Os colonizadores não querem aceitar o princípio “uma pessoa, um voto” e, temerosos de uma sublevação internacional chamada BDS, tão-pouco querem correr o risco de ser estigmatizados como um novo regime de apartheid. Resta-lhes a solução de expulsarem o povo palestiniano da sua terra. Sorte desse povo, diria o cínico historiador pós-sionista Benny Morris, porque quem é expulso não acaba na câmara de gás e a limpeza étnica é, supostamente, uma alternativa benigna ao extermínio em massa.

A solução “radical” que Trump sugeriu aponta para uma limpeza étnica mais mortífera ainda do que a hecatombe sofrida pelos refugiados na travessia do Mediterrâneo.
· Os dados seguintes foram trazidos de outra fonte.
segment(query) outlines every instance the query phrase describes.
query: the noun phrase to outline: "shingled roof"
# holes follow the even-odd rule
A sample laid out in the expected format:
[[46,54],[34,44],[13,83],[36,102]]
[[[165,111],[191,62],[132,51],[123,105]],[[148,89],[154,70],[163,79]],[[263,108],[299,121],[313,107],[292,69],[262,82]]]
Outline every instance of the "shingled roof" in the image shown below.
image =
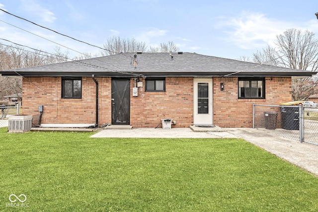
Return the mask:
[[188,52],[121,53],[61,63],[0,71],[23,76],[301,76],[317,72],[258,64]]

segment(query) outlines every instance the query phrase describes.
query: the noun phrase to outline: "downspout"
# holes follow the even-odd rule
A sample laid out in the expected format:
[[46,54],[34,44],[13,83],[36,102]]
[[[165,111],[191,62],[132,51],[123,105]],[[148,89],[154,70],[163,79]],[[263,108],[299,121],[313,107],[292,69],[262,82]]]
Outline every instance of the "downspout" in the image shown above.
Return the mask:
[[98,82],[95,79],[95,75],[92,75],[91,78],[96,83],[96,124],[95,126],[98,126]]

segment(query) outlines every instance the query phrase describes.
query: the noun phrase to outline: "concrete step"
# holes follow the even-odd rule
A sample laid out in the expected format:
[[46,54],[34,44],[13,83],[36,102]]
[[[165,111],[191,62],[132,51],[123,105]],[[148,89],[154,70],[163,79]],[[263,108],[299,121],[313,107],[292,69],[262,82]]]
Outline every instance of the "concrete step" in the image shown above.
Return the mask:
[[133,126],[129,125],[110,125],[106,126],[105,129],[132,129]]

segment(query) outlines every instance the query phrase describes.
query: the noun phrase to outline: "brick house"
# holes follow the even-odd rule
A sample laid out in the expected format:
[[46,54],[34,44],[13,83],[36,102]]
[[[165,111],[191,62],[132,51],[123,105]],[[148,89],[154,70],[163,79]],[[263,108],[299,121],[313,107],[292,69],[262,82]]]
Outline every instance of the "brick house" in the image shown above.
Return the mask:
[[[42,126],[252,126],[252,103],[292,101],[292,79],[316,72],[190,53],[121,53],[0,72],[21,75],[26,114]],[[97,95],[96,95],[97,93]]]

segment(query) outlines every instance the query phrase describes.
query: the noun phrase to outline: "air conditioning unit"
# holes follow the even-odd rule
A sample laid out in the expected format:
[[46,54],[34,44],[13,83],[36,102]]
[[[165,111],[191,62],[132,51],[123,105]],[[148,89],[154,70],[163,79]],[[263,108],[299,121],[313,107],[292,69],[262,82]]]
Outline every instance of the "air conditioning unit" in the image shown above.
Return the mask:
[[14,115],[9,117],[9,132],[25,132],[32,127],[32,115]]

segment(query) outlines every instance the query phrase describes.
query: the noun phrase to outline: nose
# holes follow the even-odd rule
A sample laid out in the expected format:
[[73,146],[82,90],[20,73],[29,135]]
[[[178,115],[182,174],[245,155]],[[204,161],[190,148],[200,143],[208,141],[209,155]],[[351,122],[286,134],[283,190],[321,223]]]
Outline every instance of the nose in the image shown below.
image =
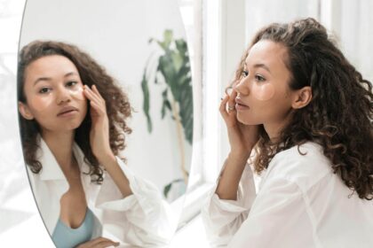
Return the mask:
[[234,90],[237,91],[239,95],[249,95],[250,89],[249,89],[249,77],[245,77],[241,79],[241,81],[234,86]]
[[56,100],[58,105],[63,105],[71,101],[70,92],[65,87],[56,89]]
Depois de ver a sua terra retalhada por muros e check points, na esperança vã de que um dia esse queijo suíço esburacado por todos os lados pudesse tornar-se o seu Estado-nação, o povo palestiniano poderá assistir agora a uma viragem destinada a expulsá-lo sistematicamente do seu país.

O balão de ensaio lançado por Trump seria nesse caso o primeiro passo para fazer aceitar a Guterres e à sua possível vice-secretária, a criminosa de guerra Tzipi Livni, bem como à ONU em geral, o esbulho definitivo da terra palestiniana. Para que um dia não reste apenas do povo palestiniano a pálida recordação que hoje resta dos índios norte-americanos, é hora de boicotar, desinvestir e sancionar.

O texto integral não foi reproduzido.